De même, si les trois premiers rapports parlementaires, depuis 1983, s’attaquaient aux « sectes », le dernier, qui s’interrogeait sur « l'influence des mouvements à caractère sectaire » (2013) porte la marque de ce nécessaire changement terminologique.
Les journalistes, apparemment, ne s’estiment pas tenus par une rigueur langagière qui leur compliquerait le travail. Car ils seraient obligés d’être précis et factuels et d’enquêter eux-mêmes sur le terrain, au lieu de se contenter de s’appuyer sur l’autorité de la parole publique, en fait sur la propagande des « antisectes » officiels ou autoproclamés.
« Reconnue comme secte »
Il faut dire que l’État s’accommode parfaitement de cette confusion car elle lui permet de bénéficier du soutien aveugle des médias et de continuer sa politique discriminatoire et arbitraire sans être l’objet d’une analyse trop scrupuleuse de son travail. Sur le site de la Miviludes, les anciens rapports sur les « sectes » sont toujours affichés et, à différents niveaux, le mot « secte » peut encore être vu.

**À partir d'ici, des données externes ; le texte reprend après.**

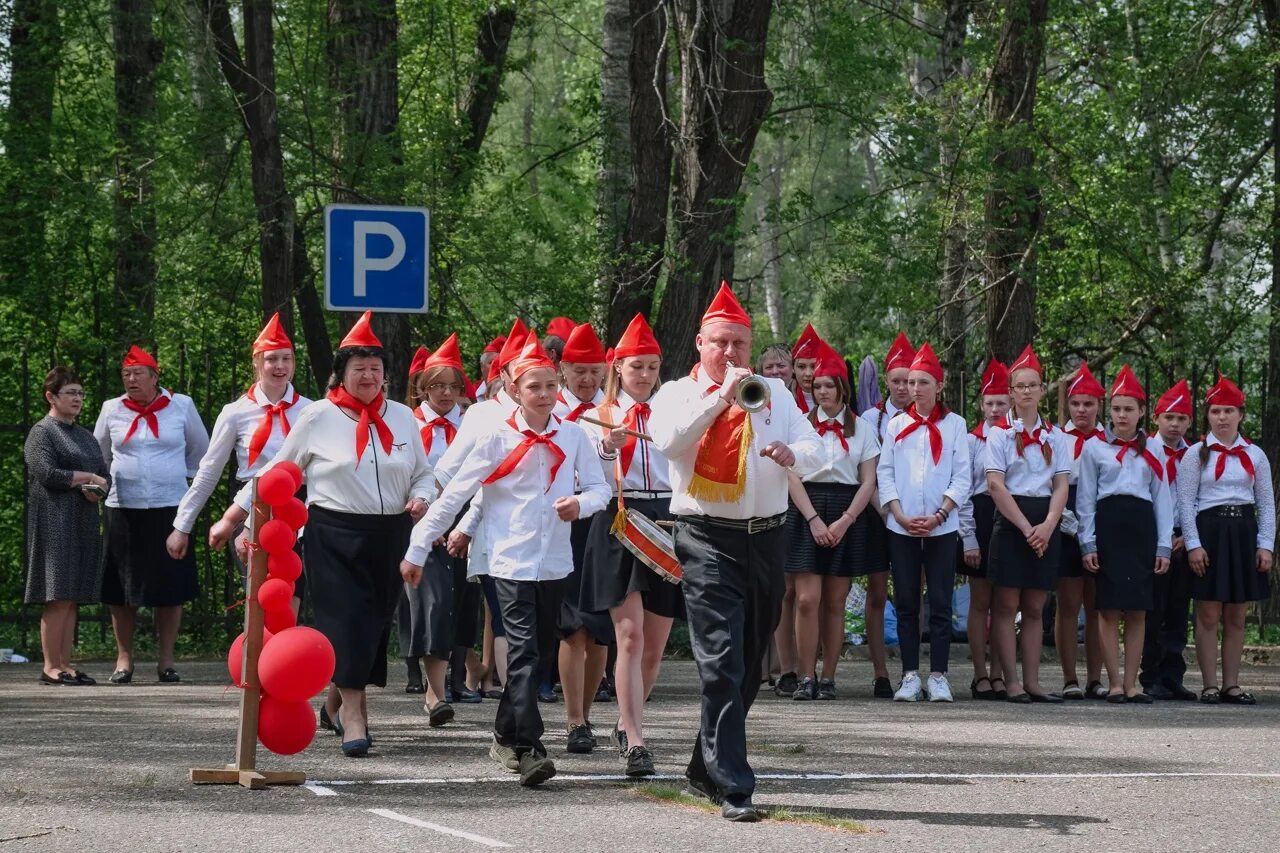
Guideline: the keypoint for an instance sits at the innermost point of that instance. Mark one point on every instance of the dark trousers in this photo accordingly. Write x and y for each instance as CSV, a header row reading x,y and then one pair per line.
x,y
1166,625
525,605
936,559
732,598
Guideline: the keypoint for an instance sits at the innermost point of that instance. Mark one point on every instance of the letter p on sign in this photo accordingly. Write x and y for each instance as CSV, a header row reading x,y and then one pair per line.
x,y
376,258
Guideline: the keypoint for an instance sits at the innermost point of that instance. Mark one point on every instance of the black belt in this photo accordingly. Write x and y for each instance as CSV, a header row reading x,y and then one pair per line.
x,y
749,525
1232,510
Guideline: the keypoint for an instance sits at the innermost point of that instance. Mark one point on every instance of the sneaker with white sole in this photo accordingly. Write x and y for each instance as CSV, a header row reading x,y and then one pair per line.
x,y
909,689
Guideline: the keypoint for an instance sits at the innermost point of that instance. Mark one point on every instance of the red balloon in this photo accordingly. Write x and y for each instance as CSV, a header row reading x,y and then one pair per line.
x,y
286,728
275,487
275,537
236,656
279,620
297,665
286,566
274,594
295,471
293,512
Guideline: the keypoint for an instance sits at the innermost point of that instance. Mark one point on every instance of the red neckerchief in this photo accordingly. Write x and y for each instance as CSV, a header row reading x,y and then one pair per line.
x,y
1240,452
1173,456
583,407
1083,437
370,414
428,430
145,414
1144,454
257,441
531,439
929,424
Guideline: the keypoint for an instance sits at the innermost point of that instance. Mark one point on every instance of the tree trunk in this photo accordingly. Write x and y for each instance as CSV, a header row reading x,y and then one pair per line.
x,y
362,53
1013,204
613,183
644,236
723,99
35,46
137,54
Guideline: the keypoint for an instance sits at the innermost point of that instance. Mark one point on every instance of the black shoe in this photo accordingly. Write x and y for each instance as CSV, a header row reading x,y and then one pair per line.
x,y
740,811
805,690
534,769
639,762
580,740
439,714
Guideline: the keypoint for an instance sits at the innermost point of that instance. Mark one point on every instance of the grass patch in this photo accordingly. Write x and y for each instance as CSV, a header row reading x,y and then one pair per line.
x,y
675,796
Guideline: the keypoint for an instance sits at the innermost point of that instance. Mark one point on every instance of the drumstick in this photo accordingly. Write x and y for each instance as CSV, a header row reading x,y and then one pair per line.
x,y
627,432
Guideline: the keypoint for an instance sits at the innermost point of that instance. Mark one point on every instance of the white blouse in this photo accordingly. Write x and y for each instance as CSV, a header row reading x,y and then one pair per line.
x,y
908,474
839,465
149,473
1028,475
649,470
1102,477
1198,489
323,443
526,538
233,430
682,413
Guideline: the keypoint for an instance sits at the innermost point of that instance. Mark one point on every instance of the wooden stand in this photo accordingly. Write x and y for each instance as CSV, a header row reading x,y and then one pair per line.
x,y
245,771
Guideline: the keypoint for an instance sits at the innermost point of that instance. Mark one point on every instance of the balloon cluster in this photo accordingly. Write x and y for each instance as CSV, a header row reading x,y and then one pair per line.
x,y
296,662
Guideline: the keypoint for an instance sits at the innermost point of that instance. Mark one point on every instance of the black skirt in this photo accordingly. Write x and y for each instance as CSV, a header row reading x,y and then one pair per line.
x,y
355,584
1232,542
572,616
1013,562
1127,553
983,520
849,557
611,573
138,570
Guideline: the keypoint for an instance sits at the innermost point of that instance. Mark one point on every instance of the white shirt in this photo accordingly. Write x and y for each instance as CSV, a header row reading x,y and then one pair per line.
x,y
150,473
682,413
323,443
1102,477
878,418
839,465
908,474
1028,475
526,538
426,415
1198,489
233,429
649,469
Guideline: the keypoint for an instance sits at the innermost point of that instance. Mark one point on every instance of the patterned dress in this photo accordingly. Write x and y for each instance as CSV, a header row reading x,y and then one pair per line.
x,y
64,551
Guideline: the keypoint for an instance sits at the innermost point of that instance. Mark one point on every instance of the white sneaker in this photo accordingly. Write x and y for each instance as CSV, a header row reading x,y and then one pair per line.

Mais, nous l’avons avec la Tribune de Lyon (et elle n’est pas la seule !), les journalistes vont encore plus loin, n’hésitant pas, pour justifier leurs articles à charge, à claironner que tel ou tel mouvement est « reconnu comme secte » par l’État ou le gouvernement. Tout simplement parce que son nom figure dans le fameux rapport de 1995 qui comportait une liste de 173 mouvements qualifiés de « sectes ».
Or cet argument est irrecevable.
Régulièrement, notamment dans les réponses aux questions aux parlementaires, les ministres successifs sont obligés de rappeler que la République ne reconnaît ni religion ni secte et que seuls doivent être considérés les troubles à l’ordre public ou les atteintes effectives aux personnes ou aux biens.
« Rapport dépourvu de valeur juridique »
Le 10 mars 1998, le ministre de l’intérieur Jean-Pierre Chevènement publiait une circulaire précisant que « le rapport parlementaire de MM. Alain Gest et Guyard [1995] n’a pas d’effet juridique sur l’action administrative de l’État en matière de ce que le langage courant dénomme « sectes », celles-ci étant, comme toutes religions, simplement soumises au droit commun. » Et cette circulaire de préciser : « Aucun groupement n’a donc jamais été classé comme « secte » par la République ».
Le 27 mai 2005, M. Raffarin, alors premier ministre, publiait une circulaire « relative à la lutte contre les dérives sectaires ». Il y précisait : « Aussi a-t-il été décidé, plutôt que de mettre certains groupements à l'index, d’exercer une vigilance particulière sur toute organisation qui paraît exercer une emprise dangereuse pour la liberté individuelle de ses membres ». Et il terminait en disant que « le recours à des listes de groupements sera évité au profit de l'utilisation de faisceaux de critères ».
De même, la « liste noire » de 1995 a fait l’objet de décisions de justice, notamment celle du tribunal administratif de Caen qui, en 2005, a conclu dans une affaire concernant les TJ, que [l’accusé, un hôpital en l’occurrence] ne saurait, en tout état de cause, se prévaloir d’un rapport établi par la commission d’enquête de l’Assemblée nationale classant les Témoins de Jehovah parmi les "sectes", un tel rapport étant dépourvu de valeur juridique »[1].